Single by Rachel Stamp

from the album "Hymns for Strange Children"
- B-side: "Queen Bee", "Heroine"
- Released: June 29, 1998 (UK)
- Genre: Alternative rock, glam rock
- Length: 9:32
- Label: Bitch Vinyl
- Songwriter: Rachel Stamp
- Producers: John Fryer, Dave Eringa & Rachel Stamp, Bobby Nolan

Rachel Stamp singles chronology
| "My Sweet Rose EP" (1997) | "I Got the Worm" (1998) | "I Wanna Be Your Doll" (1999) |

= I Got the Worm =

"I Got the Worm" is Rachel Stamp's second release via their own "Bitch Vinyl" imprint. "I Got the Worm" was produced by John Fryer and Rachel Stamp. Like the "My Sweet Rose EP", this single also features two tracks taken from the band's unreleased WEA album, "Fight the Force of Evil", as B-Sides.

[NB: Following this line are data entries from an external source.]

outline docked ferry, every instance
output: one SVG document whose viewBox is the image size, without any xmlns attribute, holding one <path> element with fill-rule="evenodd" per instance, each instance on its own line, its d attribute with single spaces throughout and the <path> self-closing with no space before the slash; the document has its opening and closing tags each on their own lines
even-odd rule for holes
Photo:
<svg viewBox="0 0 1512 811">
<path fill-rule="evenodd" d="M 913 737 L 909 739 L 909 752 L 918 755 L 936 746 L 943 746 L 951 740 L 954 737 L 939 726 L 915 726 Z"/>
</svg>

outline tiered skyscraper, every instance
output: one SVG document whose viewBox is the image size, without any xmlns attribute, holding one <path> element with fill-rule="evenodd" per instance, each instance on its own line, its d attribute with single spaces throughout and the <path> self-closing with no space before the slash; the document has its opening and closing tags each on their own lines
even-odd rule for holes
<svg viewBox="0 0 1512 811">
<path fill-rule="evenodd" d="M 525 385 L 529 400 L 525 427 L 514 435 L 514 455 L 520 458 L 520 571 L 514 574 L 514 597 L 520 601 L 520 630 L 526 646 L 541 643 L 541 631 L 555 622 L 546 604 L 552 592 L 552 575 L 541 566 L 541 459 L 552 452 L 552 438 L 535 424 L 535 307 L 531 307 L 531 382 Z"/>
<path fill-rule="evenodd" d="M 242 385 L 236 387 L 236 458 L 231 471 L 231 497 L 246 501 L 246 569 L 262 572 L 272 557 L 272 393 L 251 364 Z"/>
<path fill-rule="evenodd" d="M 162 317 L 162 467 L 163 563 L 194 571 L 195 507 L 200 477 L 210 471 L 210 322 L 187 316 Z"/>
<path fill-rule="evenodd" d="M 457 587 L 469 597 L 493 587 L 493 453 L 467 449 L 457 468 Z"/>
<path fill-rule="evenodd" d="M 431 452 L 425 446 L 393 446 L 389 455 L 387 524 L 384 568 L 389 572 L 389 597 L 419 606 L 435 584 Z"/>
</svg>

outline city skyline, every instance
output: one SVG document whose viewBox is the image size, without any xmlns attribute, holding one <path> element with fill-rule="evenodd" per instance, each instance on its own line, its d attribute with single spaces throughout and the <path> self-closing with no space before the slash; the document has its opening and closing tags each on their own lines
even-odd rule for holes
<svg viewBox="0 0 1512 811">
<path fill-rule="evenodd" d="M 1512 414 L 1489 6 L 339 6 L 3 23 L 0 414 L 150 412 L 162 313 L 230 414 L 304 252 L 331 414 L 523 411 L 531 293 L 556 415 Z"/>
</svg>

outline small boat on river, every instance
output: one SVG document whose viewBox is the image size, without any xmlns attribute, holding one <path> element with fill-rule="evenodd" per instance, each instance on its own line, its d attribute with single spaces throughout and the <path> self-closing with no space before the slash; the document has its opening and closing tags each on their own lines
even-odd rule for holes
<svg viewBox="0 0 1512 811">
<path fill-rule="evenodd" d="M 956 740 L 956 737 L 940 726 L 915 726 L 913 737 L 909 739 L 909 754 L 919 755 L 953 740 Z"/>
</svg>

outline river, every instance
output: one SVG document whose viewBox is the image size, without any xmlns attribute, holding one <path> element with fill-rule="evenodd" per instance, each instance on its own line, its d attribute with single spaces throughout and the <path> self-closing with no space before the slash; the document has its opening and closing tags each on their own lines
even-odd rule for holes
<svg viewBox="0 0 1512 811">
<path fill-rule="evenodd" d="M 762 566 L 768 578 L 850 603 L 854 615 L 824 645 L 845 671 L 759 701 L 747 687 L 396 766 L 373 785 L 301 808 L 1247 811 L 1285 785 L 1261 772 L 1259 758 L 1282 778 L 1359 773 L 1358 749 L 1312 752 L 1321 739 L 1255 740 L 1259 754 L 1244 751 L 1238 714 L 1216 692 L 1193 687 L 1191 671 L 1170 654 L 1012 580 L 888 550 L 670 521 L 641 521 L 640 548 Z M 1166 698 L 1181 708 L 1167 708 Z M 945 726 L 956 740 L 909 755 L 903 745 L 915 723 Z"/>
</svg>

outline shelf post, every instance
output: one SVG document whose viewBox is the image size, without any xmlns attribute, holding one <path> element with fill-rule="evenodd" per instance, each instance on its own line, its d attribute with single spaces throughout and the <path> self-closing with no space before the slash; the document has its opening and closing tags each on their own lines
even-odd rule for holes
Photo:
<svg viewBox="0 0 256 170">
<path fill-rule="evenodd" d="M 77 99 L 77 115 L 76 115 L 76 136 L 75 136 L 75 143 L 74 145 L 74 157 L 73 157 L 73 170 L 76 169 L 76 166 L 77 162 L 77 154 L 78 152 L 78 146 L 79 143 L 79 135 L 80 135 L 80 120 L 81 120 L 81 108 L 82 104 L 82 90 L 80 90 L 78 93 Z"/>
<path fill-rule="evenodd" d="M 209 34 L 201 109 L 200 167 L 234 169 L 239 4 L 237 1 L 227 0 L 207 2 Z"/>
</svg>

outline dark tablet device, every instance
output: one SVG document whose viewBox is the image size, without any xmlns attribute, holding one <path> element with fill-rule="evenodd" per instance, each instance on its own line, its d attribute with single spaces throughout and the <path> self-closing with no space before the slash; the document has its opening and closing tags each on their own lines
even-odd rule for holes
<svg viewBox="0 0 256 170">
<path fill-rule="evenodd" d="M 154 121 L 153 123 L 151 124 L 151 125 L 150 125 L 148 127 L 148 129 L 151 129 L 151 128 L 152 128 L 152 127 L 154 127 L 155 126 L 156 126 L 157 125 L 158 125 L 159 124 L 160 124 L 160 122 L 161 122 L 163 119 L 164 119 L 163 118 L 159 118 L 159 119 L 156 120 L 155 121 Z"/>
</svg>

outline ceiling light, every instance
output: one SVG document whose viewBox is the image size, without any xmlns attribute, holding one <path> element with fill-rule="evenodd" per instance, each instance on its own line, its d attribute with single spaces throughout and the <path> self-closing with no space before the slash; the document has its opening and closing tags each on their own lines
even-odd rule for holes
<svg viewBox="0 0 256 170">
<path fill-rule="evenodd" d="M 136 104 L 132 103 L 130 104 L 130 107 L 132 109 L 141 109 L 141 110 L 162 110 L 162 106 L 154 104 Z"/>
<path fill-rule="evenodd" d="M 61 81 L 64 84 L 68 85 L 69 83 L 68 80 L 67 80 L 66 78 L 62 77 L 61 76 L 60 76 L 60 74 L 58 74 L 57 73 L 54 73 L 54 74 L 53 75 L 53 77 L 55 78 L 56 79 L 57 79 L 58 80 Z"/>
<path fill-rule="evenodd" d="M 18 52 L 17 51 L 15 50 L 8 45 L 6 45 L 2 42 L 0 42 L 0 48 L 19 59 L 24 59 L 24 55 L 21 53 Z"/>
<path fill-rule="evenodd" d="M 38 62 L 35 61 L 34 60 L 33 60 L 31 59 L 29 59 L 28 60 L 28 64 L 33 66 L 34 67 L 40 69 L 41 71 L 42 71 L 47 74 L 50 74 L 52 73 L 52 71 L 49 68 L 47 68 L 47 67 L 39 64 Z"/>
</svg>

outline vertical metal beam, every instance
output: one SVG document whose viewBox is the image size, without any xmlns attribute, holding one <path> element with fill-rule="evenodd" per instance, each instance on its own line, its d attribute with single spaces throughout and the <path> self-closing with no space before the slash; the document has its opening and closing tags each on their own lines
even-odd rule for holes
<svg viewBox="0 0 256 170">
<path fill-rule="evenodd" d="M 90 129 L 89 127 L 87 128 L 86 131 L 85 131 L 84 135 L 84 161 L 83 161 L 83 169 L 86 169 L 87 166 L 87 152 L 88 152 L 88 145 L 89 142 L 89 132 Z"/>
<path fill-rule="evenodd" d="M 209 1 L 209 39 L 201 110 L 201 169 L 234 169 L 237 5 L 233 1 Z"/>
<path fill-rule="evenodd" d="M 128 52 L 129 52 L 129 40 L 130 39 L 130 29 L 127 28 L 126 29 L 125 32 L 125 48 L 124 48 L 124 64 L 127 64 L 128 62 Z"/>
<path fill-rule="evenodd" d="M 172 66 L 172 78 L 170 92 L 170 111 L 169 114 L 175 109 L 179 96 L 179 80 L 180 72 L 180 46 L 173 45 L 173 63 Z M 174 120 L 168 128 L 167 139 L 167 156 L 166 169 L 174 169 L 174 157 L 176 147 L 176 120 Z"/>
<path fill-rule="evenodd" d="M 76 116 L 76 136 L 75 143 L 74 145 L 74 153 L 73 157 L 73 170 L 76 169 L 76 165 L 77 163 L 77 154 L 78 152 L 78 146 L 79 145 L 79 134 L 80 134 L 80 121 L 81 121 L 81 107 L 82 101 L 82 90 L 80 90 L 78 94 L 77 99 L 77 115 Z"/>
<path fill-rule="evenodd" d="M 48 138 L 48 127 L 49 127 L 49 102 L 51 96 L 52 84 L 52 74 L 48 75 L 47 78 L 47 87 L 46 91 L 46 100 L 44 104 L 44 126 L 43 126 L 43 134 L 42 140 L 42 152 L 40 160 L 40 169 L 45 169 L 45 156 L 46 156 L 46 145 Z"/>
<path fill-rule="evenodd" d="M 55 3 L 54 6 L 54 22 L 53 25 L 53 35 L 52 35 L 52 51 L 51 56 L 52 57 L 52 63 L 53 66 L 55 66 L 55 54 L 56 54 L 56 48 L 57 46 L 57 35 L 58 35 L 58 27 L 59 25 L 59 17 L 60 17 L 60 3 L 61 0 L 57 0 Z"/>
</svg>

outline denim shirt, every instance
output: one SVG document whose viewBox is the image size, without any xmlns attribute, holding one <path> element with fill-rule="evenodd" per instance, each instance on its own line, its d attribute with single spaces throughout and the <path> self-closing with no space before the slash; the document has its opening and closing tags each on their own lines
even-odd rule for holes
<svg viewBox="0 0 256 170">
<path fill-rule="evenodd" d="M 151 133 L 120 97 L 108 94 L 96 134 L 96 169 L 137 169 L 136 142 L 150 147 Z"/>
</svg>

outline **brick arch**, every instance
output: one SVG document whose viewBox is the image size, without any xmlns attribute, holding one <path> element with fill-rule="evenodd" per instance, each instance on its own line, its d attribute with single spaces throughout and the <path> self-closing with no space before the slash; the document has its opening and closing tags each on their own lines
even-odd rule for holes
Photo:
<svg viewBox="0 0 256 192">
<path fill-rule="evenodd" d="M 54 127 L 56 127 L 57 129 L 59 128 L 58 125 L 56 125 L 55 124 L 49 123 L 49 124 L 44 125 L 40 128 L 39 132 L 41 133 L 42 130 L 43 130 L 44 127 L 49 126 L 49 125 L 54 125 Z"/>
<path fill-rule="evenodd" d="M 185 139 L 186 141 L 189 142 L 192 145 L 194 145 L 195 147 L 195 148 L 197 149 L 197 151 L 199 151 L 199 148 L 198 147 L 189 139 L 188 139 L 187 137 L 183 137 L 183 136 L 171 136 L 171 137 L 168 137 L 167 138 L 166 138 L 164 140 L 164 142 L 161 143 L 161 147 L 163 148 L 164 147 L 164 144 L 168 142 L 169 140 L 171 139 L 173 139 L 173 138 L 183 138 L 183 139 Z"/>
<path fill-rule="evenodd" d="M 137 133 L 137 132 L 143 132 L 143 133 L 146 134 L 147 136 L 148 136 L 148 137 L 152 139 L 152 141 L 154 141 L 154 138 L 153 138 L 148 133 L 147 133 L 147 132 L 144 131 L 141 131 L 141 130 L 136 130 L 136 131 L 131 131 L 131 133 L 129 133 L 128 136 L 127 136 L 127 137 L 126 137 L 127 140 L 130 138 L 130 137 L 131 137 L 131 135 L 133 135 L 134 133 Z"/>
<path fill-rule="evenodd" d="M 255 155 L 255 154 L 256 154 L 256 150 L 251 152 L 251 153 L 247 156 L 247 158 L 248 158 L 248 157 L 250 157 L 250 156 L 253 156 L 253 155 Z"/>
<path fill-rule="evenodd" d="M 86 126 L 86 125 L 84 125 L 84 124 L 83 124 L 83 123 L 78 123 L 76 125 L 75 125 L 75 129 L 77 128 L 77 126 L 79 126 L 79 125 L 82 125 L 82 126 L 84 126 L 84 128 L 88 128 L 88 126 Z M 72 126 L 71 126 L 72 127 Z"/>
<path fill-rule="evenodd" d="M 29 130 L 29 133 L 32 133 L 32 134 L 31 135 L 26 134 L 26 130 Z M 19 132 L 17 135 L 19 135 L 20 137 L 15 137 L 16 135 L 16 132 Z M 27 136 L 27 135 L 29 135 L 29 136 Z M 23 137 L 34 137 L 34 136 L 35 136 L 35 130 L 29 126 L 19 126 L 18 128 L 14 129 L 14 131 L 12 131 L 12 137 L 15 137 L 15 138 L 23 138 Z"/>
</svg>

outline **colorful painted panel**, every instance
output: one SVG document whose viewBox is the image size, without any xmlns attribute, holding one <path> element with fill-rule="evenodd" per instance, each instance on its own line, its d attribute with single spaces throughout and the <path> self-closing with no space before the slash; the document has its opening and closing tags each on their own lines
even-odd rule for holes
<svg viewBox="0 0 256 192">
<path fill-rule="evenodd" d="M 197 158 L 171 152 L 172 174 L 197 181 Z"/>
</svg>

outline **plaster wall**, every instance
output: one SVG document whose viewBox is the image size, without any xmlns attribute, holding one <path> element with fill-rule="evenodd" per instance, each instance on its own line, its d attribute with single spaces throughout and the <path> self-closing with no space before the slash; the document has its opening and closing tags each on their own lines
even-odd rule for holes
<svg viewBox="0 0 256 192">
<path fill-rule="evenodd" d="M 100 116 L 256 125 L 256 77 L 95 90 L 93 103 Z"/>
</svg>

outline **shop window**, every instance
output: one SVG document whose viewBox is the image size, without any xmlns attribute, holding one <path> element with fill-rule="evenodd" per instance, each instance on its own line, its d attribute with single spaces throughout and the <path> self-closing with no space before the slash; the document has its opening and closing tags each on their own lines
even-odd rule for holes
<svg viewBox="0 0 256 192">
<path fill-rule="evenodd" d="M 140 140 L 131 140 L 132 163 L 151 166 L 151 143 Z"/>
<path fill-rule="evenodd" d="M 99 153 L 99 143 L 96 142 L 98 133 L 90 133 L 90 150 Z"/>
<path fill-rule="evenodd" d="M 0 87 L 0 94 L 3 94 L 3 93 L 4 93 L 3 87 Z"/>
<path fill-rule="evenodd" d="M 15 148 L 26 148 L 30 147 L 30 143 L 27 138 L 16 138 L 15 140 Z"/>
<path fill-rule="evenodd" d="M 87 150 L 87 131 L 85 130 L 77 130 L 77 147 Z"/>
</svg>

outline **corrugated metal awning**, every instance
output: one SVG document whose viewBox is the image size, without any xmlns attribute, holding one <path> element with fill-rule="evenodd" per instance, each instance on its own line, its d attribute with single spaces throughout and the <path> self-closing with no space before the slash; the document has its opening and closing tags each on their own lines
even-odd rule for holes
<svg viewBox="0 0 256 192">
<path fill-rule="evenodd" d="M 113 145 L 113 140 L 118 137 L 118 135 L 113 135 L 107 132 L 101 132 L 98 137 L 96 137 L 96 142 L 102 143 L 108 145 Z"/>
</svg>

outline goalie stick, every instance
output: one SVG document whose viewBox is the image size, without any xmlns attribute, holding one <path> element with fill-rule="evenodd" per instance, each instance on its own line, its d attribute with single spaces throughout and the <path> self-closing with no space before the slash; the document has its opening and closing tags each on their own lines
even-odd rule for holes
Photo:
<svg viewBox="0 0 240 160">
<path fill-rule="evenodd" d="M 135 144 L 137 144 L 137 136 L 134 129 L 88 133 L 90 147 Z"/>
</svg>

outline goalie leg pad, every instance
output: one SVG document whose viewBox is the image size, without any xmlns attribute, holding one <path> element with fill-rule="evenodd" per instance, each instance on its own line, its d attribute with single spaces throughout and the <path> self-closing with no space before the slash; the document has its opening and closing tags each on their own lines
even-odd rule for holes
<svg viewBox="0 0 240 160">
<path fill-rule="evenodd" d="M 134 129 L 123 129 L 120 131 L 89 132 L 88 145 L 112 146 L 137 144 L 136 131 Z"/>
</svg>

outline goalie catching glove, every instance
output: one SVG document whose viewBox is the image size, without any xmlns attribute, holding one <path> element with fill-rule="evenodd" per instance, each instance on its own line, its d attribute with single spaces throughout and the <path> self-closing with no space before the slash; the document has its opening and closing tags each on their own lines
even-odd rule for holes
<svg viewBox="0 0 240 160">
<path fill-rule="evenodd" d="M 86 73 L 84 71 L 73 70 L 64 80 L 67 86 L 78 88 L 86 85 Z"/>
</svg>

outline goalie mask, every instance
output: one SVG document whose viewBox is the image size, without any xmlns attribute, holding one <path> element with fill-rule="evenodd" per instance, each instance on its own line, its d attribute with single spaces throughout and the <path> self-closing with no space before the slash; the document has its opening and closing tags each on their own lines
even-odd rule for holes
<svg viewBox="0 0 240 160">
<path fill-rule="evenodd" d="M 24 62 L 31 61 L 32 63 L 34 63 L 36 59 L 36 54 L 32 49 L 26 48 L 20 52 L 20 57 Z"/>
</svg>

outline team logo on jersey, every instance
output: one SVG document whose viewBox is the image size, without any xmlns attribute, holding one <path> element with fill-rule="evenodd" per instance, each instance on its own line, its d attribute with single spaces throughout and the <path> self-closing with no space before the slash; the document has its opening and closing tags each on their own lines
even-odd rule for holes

A promotional video was made for this release.

== CD single ==
Released June 29, 1998

(STAMP005CD)

===Track listing===
1. I Got the Worm
2. Queen Bee
3. Heroine

=== Facts ===
- Released on CD Single via Bitch Vinyl
- "I Got the Worm" was produced by John Fryer. The single was later included on the band's debut album, "Hymns for Strange Children, released in 2000. [1]
- The single also features “Queen Bee” and “Heroine” from the unreleased WEA album, "Fight the Force of Evil".
- The single features a remix of "Queen Bee" by Mike 'Spike' Drake
- Early pressings of the single featured an alternative mix of “Queen Bee”. This early mix was by Bobby Nolan who had worked with the band on the recording sessions of the unreleased WEA album. This mix can be found on the band's "Sweet Shop" compilation CD. [2]
- "Heroine" was one of the band's earliest recordings and was also included on the limited-edition version of "Oceans of Venus", released in the USA
- A promotional video of "I Got the Worm" also exists. It is unknown who directed the video but it features live footage of the band performing the song and lots of low budget video effects.